Por Libardo Botero
Colombia tuvo en marzo el dudoso honor de ser anfitriona de un certamen continental: el Foro Empresarial y Segunda Cumbre de los Ministros de Comercio Exterior de 34 países americanos, realizado en Cartagena. Su propósito, dar pasos firmes encaminados a crear el Área de Libre Comercio de las Américas, ALCA, para el año 2005.
Desde 1989, la Iniciativa para las Américas, de Bush, contemplaba la plena liberalización tanto del comercio como del movimiento de capitales desde Alaska a la Patagonia. La administración demócrata de Clinton, en demostración fehaciente de su total identidad con los republicanos en asunto tan crucial para la supervivencia del imperio, no sólo se ha volcado a ratificar la estrategia, sino que decidió convertirla en programa común para la mayoría de los gobiernos americanos, a los que a finales de 1994 invitó a la Cumbre de Presidentes de Miami. Fue allí donde se acordó establecer el ALCA en un plazo de diez años.

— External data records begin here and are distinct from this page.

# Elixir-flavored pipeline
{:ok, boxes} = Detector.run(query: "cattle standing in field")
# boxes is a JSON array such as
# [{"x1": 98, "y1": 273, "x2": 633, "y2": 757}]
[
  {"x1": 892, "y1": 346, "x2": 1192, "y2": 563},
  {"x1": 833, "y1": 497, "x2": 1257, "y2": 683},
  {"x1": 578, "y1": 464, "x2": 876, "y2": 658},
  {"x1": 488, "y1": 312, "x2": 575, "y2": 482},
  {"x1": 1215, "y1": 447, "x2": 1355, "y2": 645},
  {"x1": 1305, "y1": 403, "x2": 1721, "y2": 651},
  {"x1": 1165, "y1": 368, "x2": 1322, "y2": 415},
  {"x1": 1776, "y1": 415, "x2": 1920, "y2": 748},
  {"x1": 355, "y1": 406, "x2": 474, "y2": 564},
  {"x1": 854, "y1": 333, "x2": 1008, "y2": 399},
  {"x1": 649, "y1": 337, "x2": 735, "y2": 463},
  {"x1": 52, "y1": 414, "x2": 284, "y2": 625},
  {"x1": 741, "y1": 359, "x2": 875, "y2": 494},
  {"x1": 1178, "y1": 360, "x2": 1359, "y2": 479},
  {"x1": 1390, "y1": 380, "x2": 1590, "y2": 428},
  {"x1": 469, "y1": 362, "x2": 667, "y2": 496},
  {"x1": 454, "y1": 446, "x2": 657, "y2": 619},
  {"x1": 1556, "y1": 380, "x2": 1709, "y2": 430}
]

El ALCA no es otra cosa que un nombre nuevo para el viejo sueño estadinense de crear un solo bloque económico en las tres Américas bajo su égida exclusiva, proyecto que le es indispensable a Estados Unidos en la actual disputa con las demás potencias imperialistas por un nuevo reparto de las zonas de influencia. El ALCA vuelve a poner en la mira, con un grado mayor de sometimiento, lo que ellos han considerados tradicional patio trasero. De allí que sea Norteamérica no sólo el creador sino también el principal motor del proceso iniciado en Miami.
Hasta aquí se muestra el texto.